BOSTON — There's no question the presence of Jared Sullinger would have helped Boston in their 89-83 loss to Charlotte on Wednesday night.
Still, coach Brad Stevens and Celtics players were united in their belief that the defeat was about something much deeper than the absence of one key player.
Specifically, they were missing the gritty fight and hustle that permeated throughout their roster, providing a major source of energy that helped fuel their four-game winning streak.
That effort was not present with the kind of consistency the Celtics had shown in previous games.
And the Bobcats made them pay.
"They played harder than us," said the Celtics' Jordan Crawford, who had 16 points, six assists and five rebounds. "They beat us to all the loose balls. That was the difference in the game."

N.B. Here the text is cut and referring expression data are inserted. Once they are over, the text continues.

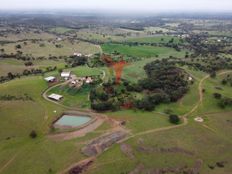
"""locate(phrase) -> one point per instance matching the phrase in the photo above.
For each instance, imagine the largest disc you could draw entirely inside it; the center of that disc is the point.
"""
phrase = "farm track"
(185, 116)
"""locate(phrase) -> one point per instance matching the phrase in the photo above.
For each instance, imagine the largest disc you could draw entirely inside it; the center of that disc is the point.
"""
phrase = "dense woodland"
(164, 83)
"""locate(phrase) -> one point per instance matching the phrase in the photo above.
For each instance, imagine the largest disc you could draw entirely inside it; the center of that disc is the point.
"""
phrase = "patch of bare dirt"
(127, 150)
(80, 168)
(169, 170)
(100, 144)
(149, 149)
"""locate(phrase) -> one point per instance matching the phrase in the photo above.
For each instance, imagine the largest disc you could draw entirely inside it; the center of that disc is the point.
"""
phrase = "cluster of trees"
(26, 72)
(227, 80)
(164, 83)
(164, 77)
(223, 101)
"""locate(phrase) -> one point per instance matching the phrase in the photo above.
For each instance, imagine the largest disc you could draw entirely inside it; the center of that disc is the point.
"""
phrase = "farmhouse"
(55, 97)
(77, 54)
(89, 80)
(50, 79)
(65, 75)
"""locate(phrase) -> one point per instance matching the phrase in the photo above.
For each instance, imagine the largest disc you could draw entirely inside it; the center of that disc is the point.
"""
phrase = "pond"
(73, 121)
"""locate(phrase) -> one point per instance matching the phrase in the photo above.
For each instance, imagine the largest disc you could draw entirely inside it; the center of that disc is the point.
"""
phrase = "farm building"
(50, 79)
(65, 75)
(55, 97)
(77, 54)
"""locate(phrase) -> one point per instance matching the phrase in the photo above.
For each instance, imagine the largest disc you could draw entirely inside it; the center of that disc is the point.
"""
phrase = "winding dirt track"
(185, 120)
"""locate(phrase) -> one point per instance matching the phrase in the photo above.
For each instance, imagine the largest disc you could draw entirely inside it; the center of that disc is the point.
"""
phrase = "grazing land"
(145, 82)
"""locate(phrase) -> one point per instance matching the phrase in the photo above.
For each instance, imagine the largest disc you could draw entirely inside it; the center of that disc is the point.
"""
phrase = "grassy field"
(17, 66)
(27, 35)
(19, 118)
(142, 51)
(157, 39)
(194, 138)
(49, 48)
(61, 30)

And Sullinger's presence, while certainly would have been helpful, probably would not have been enough for them to extend their winning streak.
"He [Sullinger] brings that rebounding aspect and he can shoot the ball," the Celtics' Phil Pressey told CSNNE.com. "But overall we just didn't play our best tonight. With him or without him, we have to play better."

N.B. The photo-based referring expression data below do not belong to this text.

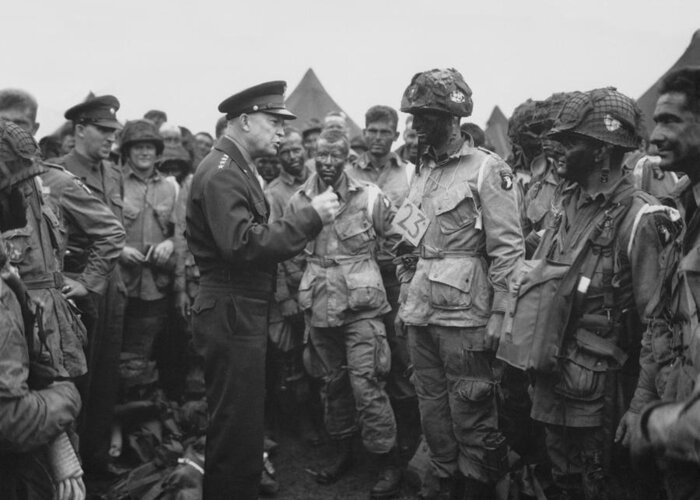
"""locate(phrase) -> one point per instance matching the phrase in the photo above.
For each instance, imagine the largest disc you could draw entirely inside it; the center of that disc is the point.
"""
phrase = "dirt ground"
(293, 457)
(292, 460)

Stevens, like his players, made it clear that Sullinger's absence was not going to be used as a justification for why his team played so poorly on Wednesday.
"Any time one of your better players is out, that hurts," Stevens said. "But it's not an excuse; you've got 10 guys that played in the game and it's a great opportunity for guys to take advantage of when a teammate needs you to step in and fill the shoes. I've always been big on that next-man-up concept, and certainly can't use it as an excuse if we don't have success when he's out."
The Celtics list Sullinger as day-to-day with one of the more unpredictable injuries in terms of a timetable.
Golden State Warriors guard Stephen Curry missed one game this season because of a bone bruise in his left ankle, and Los Angeles Clippers forward Blake Griffin missed one practice with a bone bruise to his left knee.
The good news for Celtics fans is that bone bruise injuries typically aren't of the season-ending, career-threatening nature, which bodes well for Sullinger to have a speedy return to the court.